C’est la grande question que de multiples ménages et entreprises se posent sans doute. Après avoir vu, pendant l’été 2022, les prix du gaz et de l’électricité flamber en même temps, chacun des deux tarifs sont ensuite redescendus progressivement. En revanche, ils sont malgré tout restés fixés à des niveaux bien élevés. Alors, pourquoi un tel lien, une telle corrélation entre les prix de ces deux sources d’énergie qui, de prime abord, semblent différents ?

Interrogé par le média écologiste Reporterre.net, Nicolas Goldberg, responsable du pôle énergie de Terra Nova, a expliqué la raison de l’existence d’une telle corrélation. Ce dernier a d’ailleurs rédigé un rapport sur le sujet avec Antoine Guillou, ingénieur, économiste de l’énergie et adjoint (PS) à la mairie de Paris. Publiée depuis le 16 janvier dernier, l’étude est consultable sur le site de Terra Nova, un think tank français se voulant progressiste.

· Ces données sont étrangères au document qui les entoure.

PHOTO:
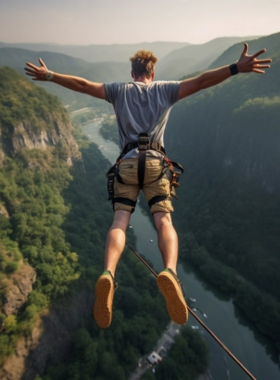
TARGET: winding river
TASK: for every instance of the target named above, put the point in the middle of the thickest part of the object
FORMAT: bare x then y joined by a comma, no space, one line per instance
216,309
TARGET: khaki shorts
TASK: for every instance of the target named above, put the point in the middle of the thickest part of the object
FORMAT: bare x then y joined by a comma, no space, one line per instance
154,184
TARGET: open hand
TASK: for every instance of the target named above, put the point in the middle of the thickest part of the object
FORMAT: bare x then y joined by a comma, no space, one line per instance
38,73
248,63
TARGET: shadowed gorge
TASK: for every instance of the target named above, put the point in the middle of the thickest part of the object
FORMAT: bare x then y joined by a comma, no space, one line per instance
54,219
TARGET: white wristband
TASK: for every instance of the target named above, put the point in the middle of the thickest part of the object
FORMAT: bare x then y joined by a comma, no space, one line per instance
49,75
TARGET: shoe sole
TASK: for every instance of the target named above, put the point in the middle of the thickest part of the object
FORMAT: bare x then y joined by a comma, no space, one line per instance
175,301
102,311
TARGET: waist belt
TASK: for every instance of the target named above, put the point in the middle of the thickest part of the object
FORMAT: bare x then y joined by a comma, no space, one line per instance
151,145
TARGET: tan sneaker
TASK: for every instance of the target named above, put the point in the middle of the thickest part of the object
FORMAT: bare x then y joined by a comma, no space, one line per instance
170,287
104,294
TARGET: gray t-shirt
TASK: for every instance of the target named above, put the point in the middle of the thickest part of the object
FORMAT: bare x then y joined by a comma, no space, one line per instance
142,108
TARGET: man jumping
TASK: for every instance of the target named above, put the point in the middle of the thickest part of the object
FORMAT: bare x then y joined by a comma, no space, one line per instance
142,108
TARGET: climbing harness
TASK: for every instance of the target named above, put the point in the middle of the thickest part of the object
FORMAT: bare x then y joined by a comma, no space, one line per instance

La raison de la corrélation entre les prix du gaz et de l’électricité est en fait simple. La production d’électricité est parfois (voire souvent) gérée par des centrales au gaz. Pour assurer l’équilibre sur le réseau, ces dernières ont d’ailleurs été fortement mises à contribution. De ce fait, les centrales au gaz calent leur prix de production d’électricité sur le prix du gaz, d’où le lien entre les deux tarifs.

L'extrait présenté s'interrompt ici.